Energy break!! Ice cream for Karel.....

Then pizza!! (sadly, the beer had to come later the next day as Karel was out and about for the rest of the day Sunday cheering for our athletes). 

Once again, it was great to have so many Trimarni sherpas on the course. My mom would text me when they saw an athlete and Karel and I would be ready by the climb. 
When all of our athletes were on the 2nd loop, Karel and I started to make our way back to town, near the finish line. We figured that Adam would be in first around 12 hours and as we were sitting on a curb, we saw, he was WAY under 12 hours!!!!

Karel and I made our way inside the oval and nearly 20 minutes under our anticipated finish time for first-time Ironman athlete Adam, there he was!!! Not only did Adam have one amazing race but he ran a 3:55 marathon (his fast marathon ever!) with no watch and a long run of 14 miles!! 
Way to go ADAM!!! Finish time 11:41.23!

Then it was time for Heidi to make her way in. This was her 10th Ironman so experience was in full force as she knew how to adjust her plan with the warm temps and a few minor tummy grumbles. 
Way to go Heidi!! Finish time 12:35.03!!!

Our Trimarni photographer Taylor finally gets to be on the other side of the camera with her Ironhubby Adam!! 

YAY!! You are an Ironman Adam! (And love how the coke says Superstar!)

We waited on the grass for a little bit before Karel and I headed back out on the course to bring in Joe. Nearly 5 hours on this feet after being out on the bike course 1+ hours more than was finally time for Joe to finish his day. He absolutely earned his Ironman medal!! 

With good reason, Joe was disappointed but in the end, it was the right decision to keep on going even though it took Joe 13 hours and 16 minutes. The easy decision is always to give up when times are tough and Joe fought through and overcame the obstacles in his way.  

And the best part is that after he took care of himself and got his mind into a better place (which as we all know, isn't easy when you are racing and in the moment), he ran strong for the last 10 miles and averaged around 9:14-9:21 (with walk breaks)! Way to go Joe - we are so proud of you for finishing!

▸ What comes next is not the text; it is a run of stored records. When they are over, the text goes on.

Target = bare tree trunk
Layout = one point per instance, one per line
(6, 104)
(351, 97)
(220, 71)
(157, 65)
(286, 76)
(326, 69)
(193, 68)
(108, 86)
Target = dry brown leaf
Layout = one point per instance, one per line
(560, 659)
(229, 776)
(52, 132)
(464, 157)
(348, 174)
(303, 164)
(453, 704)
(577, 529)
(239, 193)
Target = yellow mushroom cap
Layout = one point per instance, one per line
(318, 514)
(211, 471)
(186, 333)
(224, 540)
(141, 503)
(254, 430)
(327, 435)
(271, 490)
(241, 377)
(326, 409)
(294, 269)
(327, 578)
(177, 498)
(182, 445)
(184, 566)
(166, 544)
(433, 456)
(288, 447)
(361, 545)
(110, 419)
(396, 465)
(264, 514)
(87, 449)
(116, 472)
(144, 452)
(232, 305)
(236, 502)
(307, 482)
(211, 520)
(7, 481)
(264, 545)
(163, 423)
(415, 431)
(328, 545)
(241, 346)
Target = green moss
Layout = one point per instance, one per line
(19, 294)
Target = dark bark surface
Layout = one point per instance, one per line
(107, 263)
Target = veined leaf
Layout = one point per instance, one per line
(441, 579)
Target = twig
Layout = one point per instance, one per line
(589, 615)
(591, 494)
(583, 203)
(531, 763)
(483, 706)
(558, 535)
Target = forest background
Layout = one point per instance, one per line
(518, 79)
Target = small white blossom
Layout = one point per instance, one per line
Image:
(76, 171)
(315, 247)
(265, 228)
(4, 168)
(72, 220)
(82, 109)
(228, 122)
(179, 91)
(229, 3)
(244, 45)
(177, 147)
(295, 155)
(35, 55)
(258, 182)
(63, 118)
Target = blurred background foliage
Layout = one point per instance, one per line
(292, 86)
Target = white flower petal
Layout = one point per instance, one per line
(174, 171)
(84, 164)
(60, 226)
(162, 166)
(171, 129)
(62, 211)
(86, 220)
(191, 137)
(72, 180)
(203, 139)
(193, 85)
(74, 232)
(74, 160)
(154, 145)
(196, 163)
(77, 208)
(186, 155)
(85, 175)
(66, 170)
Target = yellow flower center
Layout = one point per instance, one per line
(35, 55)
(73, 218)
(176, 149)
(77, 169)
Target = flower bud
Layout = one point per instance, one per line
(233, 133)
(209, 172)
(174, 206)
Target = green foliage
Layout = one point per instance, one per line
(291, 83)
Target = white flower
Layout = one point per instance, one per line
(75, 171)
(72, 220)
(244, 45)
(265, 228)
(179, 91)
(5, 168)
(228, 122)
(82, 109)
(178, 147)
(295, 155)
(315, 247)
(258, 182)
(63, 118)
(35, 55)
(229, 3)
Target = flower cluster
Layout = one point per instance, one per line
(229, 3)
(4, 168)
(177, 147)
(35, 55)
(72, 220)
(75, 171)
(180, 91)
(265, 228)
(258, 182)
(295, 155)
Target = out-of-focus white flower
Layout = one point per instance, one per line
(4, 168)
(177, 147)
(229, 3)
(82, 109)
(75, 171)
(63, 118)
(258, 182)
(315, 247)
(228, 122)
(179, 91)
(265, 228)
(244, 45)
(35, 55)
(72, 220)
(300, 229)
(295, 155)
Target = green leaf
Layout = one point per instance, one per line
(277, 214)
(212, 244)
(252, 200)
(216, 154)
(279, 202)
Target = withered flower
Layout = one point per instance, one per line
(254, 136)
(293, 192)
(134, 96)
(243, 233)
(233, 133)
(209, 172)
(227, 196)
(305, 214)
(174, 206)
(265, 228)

Karel and I had one more athlete to bring home and we were so excited for Mike to become an Ironman for the very first time!!! 14 hours and 4 minutes later....Mike heard the words he had been wanting to hear for the past year......Mike - you are an Ironman!!!! 

After all of our athletes (and our friend Chris) crossed the finish line, we all headed back to our rental home. I just love the post-race talk where everyone tells their stories and we (coaches) finally get to hear the inside details. 

Much later that evening (around 10:30pm), our athletes went out to celebrate and by 11pm, Karel and I were passed out in bed, exhausted from all the excitement and emotions. 

So there you have it. The inside details and behind the scene moments of racing for 140.6 miles.
It's one thing to see a time on a piece of paper but it isn't until you hear the details from the athlete (or see them in action) that you really understand what happened on race day and what the athlete had to overcome to make it a successful day to earn a finish medal. 
Congrats to everyone who raced IM Lake Placid - it may be a beautiful venue but it is one tough course!

(And a big congrats to IM Lake Placid Trimarni nutrition athletes Meaghan, who placed 5th AG 25-29 and a HUGE PR of 12:03.30 and first time IM athletes Bret, Angelie and Rachel!! Thank you for letting me work with you on your IM and race day fueling.)